Com sua experiência, Roberto poderia lecionar em colégios particulares, mas nunca quis. Sente que seu trabalho pode ter um impacto maior na vida das crianças em Paciência. Fez o concurso da prefeitura em um momento de muita dificuldade em sua vida. Sem saber o que fazer, aoinde ir, confiou no invisível.

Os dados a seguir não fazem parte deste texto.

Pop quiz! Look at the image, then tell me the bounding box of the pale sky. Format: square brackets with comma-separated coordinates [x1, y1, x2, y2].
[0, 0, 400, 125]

— “Deus, vou aonde o Senhor me mandar”, eu rezava, e fui parar em Antares. Tremi quando cheguei lá. Era um prédio muito feio, com marcas de tiro. Havia um senhor sentado com um cajado na mão e várias cicatrizes no corpo: era o vigia do páteo — recorda. — Ex-alunos me procuram até hoje, são pessoas boas, pais de família, alguns tocam até hoje, um deles trabalha no Teatro Municipal e está estudando para ser maestro. Emprestei minha batuta para ele, anos depois ele me disse que havia comprado outra, mas pediu para continuar com a minha.

Roberto criou uma banda no Ciep de Paciência (”a garotada toca bonitinho, é a única escola com banda na região”). Com bumbo, caixas, tarol, pratos e a melodia guiada por uma lira, o grupo tem uns 20 alunos e ex-alunos. Ano passado foram oito desfiles com a banda nas comunidades do entorno da escola. Dos tambores saem músicas que vão de Ary Barroso a Tim Maia, passando também com canções cívicas e folclóricas. Nas horas vagas, Roberto também se dedica à música: semana passada compõs um samba em homenagem ao bairro de Santa Cruz, que completa 450 anos em 2017. Gosta de tocar com os amigos e de fazer uma seresta com samba canção, enquanto alimenta um sonho: que sua música “Criança Esperança” seja tocada no especial da TV Globo.

— Lá na escola as crianças adoram. A gente fica aqui nesse anonimato, mas quem sabe um dia esse sonho se realiza.